Im verlassenen Westflügel fand Elara einen zerbrochenen Spiegel, dessen versilberte Oberfläche zersplittert und matt war. Thomas hatte sie gewarnt: „Spiegel zeigen mehr als Gesichter, Fräulein. Sie enthüllen die Seele, oder was davon übrig ist.“ Als sie nach einer Scherbe greifen wollte, hallte eine Stimme wider: „Lass es! Es birgt meinen Schmerz.“

The Cauld Lad of Hylton — page 5

„Wer bist du?“, fragte Elara, ihre Stimme zitterte. Die schattenhafte Gestalt materialisierte sich und enthüllte einen Jungen mit traurigen Augen und einer erschreckenden Aura. „Ich bin der Cauld Lad“, flüsterte er. „Hier gefangen von einem grausamen Meister. Meine Gier nach Gold führte zu meinem Untergang!“

The Cauld Lad of Hylton — page 6

„Gold?“, fragte Elara und erinnerte sich an die Gerüchte. „Aber warum bist du dann noch hier?“ Das Bild des Cauld Lad flackerte. „Mein Meister hat mich verflucht. Nur ein Akt selbstloser Güte kann die Ketten sprengen. Aber wer würde einer gierigen Seele wie meiner helfen?“

The Cauld Lad of Hylton — page 7

„Ich werde dir helfen“, erklärte Elara und überraschte damit sogar sich selbst. „Die besten und schönsten Dinge auf der Welt können weder gesehen noch berührt werden – sie müssen mit dem Herzen gefühlt werden“, sagte Helen Keller. Dein Herz, Cauld Lad, verdient eine zweite Chance.“ Sie streckte die Hand aus, ihre Hand fuhr durch seine spektrale Gestalt, doch er spürte die Wärme ihres Versprechens.

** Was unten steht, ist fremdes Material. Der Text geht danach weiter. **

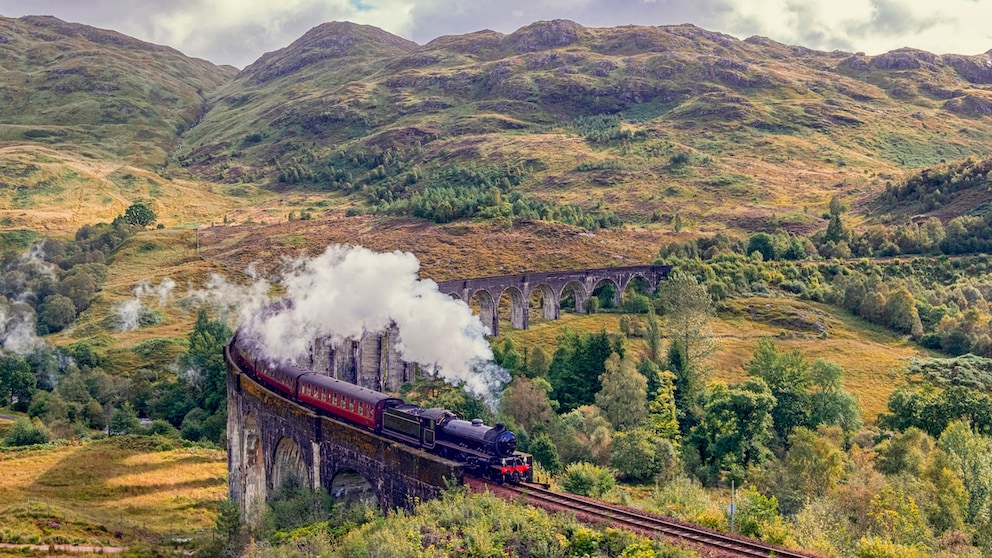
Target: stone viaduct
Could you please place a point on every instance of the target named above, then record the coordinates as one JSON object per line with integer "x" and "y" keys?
{"x": 552, "y": 287}
{"x": 271, "y": 439}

The Cauld Lad of Hylton — page 8

Einem alten Text folgend, bereitete Elara ein Ritual vor, nicht der Macht, sondern des selbstlosen Gebens. Sie sammelte Wildblumen, Symbole einfacher Schönheit, und legte sie vor den zerbrochenen Spiegel. Sie zündete Kerzen an, deren sanftes Licht die Schatten zurückdrängte. Sie flüsterte Worte der Vergebung und Akzeptanz. „Vergebung wird dich befreien!“

The Cauld Lad of Hylton — page 9

Als Elara fertig war, erfüllte ein blendendes Licht den Raum. Der Cauld Lad verfestigte sich, nicht länger gespenstisch, sondern ein echter Junge. Er rannte zu Elara, Tränen in den Augen. „Danke“, würgte er hervor. „Du hast mich aus meinem goldenen Gefängnis befreit und von mir selbst.“

The Cauld Lad of Hylton — page 10

Der Kalte Junge, jetzt einfach Thomas’ Neffe genannt, half Elara bei der Pflege der Burggärten. Die Traum-Eisenbahn verband weiterhin Welten, aber Hylton war nicht länger verflucht, sondern ein Ort der Erlösung. Elara lächelte. Denn sie hatte mehr gegeben, als sie wusste, und dabei ihren eigenen Weg gefunden. Das Gold, dem er nachjagte, wurde die Liebe, die er gab.